Para viver a dois, antes, é necessário ser um

Que todos desejamos assistir a um filme com alguém debaixo da coberta, isso é fato. Mas e quando as cenas do enredo são tão tristes quanto a insegurança que a companhia traz? E quando não sabemos o real motivo de não nos satisfazermos em assistir sozinhos? Seria esse um mal-estar do frágil coração? Diríamos que, para simplificar esse possível medo de estar só, revelam-se, no dia a dia, entregas prematuras, que geram mal-estar à alma, desaguando no corpo.

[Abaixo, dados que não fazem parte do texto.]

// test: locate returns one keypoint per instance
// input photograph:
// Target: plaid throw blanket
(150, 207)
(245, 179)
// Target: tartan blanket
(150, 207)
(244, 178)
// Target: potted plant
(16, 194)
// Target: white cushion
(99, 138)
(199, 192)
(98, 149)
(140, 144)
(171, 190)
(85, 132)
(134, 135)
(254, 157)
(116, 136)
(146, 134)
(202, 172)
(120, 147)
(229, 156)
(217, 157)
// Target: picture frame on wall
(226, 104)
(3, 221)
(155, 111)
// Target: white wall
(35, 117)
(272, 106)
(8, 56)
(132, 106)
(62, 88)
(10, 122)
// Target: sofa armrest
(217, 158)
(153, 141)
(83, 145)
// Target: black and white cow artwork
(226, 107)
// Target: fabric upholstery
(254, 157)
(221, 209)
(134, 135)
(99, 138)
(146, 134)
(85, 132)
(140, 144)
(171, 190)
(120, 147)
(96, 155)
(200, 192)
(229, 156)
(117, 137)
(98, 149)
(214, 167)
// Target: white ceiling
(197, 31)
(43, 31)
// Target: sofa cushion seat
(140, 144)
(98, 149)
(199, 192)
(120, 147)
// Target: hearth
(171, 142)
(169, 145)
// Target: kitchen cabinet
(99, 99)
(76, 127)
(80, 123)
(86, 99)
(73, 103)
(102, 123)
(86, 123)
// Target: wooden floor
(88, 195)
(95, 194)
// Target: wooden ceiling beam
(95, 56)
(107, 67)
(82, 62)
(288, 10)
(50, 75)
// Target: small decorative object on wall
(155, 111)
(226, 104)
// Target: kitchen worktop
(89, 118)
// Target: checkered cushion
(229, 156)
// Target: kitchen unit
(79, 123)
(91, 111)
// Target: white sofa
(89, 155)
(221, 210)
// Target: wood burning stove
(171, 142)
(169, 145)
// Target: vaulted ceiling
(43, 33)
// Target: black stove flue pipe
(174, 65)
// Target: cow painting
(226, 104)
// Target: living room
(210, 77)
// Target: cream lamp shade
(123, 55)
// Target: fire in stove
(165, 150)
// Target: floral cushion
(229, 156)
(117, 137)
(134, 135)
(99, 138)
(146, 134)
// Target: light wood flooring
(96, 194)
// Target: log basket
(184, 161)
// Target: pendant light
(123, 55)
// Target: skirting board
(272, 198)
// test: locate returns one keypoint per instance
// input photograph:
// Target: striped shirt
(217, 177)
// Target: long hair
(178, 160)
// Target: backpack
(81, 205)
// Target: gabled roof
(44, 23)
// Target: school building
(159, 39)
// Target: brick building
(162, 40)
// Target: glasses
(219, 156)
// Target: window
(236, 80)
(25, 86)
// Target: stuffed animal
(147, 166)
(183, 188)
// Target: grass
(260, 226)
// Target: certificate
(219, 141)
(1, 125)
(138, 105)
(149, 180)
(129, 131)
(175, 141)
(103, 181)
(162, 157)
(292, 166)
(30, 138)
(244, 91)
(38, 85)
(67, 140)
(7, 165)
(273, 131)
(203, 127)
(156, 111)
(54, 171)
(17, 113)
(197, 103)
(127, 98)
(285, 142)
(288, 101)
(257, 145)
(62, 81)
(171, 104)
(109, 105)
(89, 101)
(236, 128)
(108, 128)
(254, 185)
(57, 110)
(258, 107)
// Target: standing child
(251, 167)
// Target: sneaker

Aqui, pretende-se falar sobre os nossos sentimentos, uma vez que eles determinam o que há no coração. Ah, sim… Mas e se houver dentro de nós uma pessoa que queiramos chamar de tesouro? Poderia ser ela mais valiosa que o amor-próprio?

Há quem diga que essas perguntas podem ser respondidas com mil argumentos. No entanto, prefiro apostar na ideia de que somos um oceano, e que nem todos os que nos acompanham terão disposição para mergulhar, porque alguns nasceram apenas para ficar à margem, isto é, trazem-nos a percepção de força, que nada é mais do que olharmos para nós e percebermos que, se o outro quer ir, é seu esse direito, mas não é meu o direito de desistir de mim, achando que sem o outro – que é apenas o outro -, não serei feliz.

Todavia, diante do que discorri, não pretendo colocar o amor no banco dos réus, mas as milhões de formas como chamamos esse sentimento, ou seja, há pessoas chamando noites avulsas de sexo, de amor à primeira vista, enquanto outras chamam a companhia da balada de príncipe encantado. Ah, e tem aquelas que ainda dizem, após uma semana de contato, que já não vivem mais sem a outra parte da laranja. E olha que, às vezes, a laranja é limão.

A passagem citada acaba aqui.